I particularly agreed with Giacomo’s statement, “In our relationship with God we find the courage to fulfill through our daily life our purpose to be joyful and spread joy to others.” One of our biggest challenges and goals as humans is to find our purpose in life. We’re all put here for a reason, whether that’s to work with children with learning difficulties, raise a family, or become a pastor. But the only way we’re going to find our purpose is to rid ourselves of all unnecessary distractions (i.e., shut off your cell phone) and spend time in the classroom of silence and ask God probably the most important question we can ask him: “God, what is it that you want me to do?” That one question is a game changer. Starting about 6 months ago, I began visiting my church during the week (when no one else was there) to say a few prayers, and then to sit in silence staring at the tabernacle trying to hear God’s answer to that question. It’s tough to block out all of the noise in my head. But when I can, I clearly hear God say, “Your main purpose is to be the best husband and father you can be.” I can’t even begin to describe the clarity and peace this response has given me. I don’t think this practice is something that we should reserve for adults. In fact, with children and teens so plugged into technology these days, they need time in the classroom of silence way more than we do. So let’s make it a priority and bring a kid down to our local church to get some one-on-one time with Jesus. When they ask, “What are we going to do?,” simply say, “We’re just going to be.”

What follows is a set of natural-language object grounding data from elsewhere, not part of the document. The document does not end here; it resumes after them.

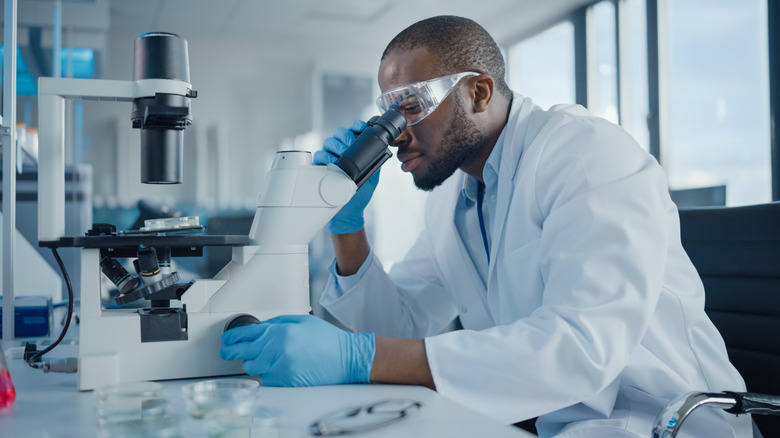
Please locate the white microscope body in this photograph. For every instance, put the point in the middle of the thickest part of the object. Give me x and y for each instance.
(266, 278)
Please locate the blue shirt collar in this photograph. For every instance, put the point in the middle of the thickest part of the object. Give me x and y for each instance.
(489, 172)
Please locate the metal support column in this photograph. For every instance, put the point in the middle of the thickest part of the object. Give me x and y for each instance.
(9, 166)
(773, 21)
(657, 119)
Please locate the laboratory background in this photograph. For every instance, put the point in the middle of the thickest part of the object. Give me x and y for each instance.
(695, 82)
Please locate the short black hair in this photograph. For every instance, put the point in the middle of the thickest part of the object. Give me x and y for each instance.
(457, 44)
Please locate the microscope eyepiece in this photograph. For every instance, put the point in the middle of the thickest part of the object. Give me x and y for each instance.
(369, 151)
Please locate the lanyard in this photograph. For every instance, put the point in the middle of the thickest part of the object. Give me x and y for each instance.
(480, 196)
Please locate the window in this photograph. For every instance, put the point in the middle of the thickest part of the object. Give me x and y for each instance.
(634, 99)
(542, 67)
(602, 101)
(719, 97)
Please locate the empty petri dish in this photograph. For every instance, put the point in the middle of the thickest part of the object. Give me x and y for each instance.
(253, 420)
(130, 403)
(209, 395)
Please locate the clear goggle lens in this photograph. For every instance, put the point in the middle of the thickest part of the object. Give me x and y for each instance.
(418, 100)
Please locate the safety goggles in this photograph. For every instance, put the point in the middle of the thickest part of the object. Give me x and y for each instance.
(418, 100)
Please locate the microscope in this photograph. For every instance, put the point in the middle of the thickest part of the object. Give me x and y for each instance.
(177, 335)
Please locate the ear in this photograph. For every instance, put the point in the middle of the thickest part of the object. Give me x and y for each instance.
(483, 92)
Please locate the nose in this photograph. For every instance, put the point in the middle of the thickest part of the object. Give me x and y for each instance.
(403, 139)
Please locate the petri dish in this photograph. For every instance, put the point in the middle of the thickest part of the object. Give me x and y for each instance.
(130, 403)
(210, 395)
(254, 420)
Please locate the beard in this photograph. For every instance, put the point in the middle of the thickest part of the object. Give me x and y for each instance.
(460, 141)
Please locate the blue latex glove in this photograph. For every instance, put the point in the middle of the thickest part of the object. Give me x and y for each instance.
(300, 350)
(350, 218)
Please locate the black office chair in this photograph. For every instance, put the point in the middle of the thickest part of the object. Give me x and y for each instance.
(737, 253)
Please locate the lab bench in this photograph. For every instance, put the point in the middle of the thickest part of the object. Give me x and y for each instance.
(49, 405)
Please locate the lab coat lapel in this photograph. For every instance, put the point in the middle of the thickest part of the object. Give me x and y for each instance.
(513, 145)
(457, 268)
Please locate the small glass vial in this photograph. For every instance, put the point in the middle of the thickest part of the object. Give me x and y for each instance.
(7, 391)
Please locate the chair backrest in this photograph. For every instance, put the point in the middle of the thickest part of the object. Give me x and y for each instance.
(737, 253)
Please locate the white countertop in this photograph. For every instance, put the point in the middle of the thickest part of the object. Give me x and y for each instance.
(49, 405)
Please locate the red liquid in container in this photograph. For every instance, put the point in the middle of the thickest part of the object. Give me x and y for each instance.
(7, 391)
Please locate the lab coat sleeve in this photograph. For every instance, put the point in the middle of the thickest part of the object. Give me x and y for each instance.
(601, 256)
(409, 302)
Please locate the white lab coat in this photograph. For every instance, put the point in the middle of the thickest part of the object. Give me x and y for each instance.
(593, 316)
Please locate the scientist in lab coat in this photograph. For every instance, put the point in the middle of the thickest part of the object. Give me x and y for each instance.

In conclusion, I think Giacomo hits many good points. I especially liked how he highlighted the importance of us having gratitude toward God and how gratitude will help us build a strong relationship with Him. In my previous essay, I mentioned how grateful teens were more likely to say grace at dinner. Perhaps this is a good time for parents to model for their children prayers of thanksgiving for God’s love and grace. All in all, I think Giacomo and I agree on the main issues that parents should consider: positive relationships matter, especially for youth; God is the foundation of all of the love in our life; and with Jesus in our corner, we can get through any difficulty. If parents are able to make these ideas central to raising children, I think our next generation will be filled with gratitude and fully aware of God’s never ending love.